As the best estimate is not discounted, it will reflect the implicit risk margin outlined at GIM6610. As explained there, some lines of business may justify an additional risk margin, but catering for that would be difficult. This method might therefore sometimes understate the provisions for the period of account. It is, however, unlikely that insurers will use this method creatively (as a kind of provisions disclaimer) because the accounts figure will stand unless an HMRC officer takes the initiative in applying FA07/SCH11, and financial accounting and regulatory reporting rules will ensure that sufficient margin is added to avoid under-provisioning.

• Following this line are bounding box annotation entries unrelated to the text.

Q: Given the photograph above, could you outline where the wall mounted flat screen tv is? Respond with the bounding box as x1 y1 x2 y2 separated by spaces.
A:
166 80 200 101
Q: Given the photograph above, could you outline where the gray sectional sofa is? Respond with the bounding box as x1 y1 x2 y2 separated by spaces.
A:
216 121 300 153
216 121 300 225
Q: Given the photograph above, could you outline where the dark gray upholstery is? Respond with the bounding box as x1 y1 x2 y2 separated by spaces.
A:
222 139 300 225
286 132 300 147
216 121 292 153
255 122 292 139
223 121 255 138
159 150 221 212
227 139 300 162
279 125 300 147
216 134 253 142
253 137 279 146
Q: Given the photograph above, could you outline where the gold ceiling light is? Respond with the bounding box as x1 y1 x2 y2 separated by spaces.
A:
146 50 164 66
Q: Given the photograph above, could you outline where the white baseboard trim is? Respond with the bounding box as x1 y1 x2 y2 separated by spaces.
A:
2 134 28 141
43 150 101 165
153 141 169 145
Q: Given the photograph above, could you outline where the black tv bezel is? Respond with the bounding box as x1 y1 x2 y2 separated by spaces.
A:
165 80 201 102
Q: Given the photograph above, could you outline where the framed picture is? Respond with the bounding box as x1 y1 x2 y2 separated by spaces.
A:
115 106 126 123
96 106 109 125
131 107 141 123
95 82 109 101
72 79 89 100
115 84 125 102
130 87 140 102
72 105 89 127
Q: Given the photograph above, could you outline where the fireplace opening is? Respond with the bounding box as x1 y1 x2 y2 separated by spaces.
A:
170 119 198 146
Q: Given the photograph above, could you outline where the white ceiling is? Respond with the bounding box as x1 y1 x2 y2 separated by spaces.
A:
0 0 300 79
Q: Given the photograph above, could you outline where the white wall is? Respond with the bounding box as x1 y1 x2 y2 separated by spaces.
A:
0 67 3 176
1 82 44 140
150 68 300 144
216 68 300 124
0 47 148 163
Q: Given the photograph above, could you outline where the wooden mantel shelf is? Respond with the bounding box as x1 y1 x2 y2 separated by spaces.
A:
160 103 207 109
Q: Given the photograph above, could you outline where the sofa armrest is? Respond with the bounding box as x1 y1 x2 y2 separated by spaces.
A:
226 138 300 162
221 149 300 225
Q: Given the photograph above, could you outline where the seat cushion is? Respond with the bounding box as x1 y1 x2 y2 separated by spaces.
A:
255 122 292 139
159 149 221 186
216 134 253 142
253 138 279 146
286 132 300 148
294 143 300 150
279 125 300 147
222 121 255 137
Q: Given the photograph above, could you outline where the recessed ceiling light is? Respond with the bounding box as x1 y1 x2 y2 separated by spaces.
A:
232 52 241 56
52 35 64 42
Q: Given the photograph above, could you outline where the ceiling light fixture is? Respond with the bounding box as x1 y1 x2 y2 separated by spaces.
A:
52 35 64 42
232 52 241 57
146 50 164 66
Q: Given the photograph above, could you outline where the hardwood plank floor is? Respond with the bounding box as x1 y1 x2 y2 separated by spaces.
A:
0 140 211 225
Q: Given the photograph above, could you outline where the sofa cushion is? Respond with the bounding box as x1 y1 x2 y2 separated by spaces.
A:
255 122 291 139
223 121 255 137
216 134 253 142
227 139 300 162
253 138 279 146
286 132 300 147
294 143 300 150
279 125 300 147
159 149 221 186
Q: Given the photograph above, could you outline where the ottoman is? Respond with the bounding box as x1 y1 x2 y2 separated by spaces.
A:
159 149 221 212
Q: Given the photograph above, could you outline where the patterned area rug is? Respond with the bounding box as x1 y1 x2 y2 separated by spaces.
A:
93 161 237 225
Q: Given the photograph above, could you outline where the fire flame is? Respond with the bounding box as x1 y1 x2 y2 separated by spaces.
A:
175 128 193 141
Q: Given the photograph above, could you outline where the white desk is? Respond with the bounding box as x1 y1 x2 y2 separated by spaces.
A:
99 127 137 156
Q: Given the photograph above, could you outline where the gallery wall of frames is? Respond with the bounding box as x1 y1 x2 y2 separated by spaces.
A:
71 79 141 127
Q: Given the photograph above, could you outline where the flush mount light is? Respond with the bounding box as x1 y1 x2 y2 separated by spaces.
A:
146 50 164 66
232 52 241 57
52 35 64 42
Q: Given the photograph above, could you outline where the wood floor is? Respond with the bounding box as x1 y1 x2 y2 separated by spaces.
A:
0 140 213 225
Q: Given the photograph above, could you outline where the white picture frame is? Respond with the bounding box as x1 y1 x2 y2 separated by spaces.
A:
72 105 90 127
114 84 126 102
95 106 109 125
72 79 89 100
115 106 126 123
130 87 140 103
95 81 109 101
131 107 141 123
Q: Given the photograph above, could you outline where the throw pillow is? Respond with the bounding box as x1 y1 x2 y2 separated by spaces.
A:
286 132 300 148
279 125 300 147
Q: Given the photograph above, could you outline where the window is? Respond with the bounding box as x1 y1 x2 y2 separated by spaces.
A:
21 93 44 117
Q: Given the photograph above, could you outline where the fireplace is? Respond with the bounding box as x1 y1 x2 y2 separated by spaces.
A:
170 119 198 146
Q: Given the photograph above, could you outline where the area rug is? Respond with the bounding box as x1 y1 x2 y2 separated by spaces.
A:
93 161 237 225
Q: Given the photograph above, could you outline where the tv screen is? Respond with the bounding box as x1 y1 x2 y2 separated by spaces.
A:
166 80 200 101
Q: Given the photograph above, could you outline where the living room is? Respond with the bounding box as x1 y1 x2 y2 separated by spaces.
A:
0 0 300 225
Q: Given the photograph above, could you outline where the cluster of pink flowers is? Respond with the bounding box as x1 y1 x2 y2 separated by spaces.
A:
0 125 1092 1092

If the company gives notice of a proposed alternative provisions figure, smaller than that appearing in the accounts, and confirms that it is, in the opinion of a skilled person in the terms of GIM6610, a figure that is ‘not excessive’, it should be accepted (without confirming the actual methodology) unless applying the risk factors outlined at GIM6650 there appear to be good grounds for enquiry. The approach should be not to challenge the opinion of a skilled person unless there are sound reasons to do so.

The aim of this approach is to deliver a fair figure for the amount deductible - a risk adjusted best estimate - where confirmation in the terms of GIM6610 cannot be given. It follows that the company should be asked for its assurance that

  • confirmation in the terms of SI2009/1926 regulation 5(2) condition A could not have been given
  • the figure proposed is both sufficient (regulation 8(7)(b)), and not excessive.

If these confirmations are not forthcoming the statutory basis will be applied and the HMRC officer will consider whether the accounts figure should in fact stand (FA07/SCH11/PARA1 (2)).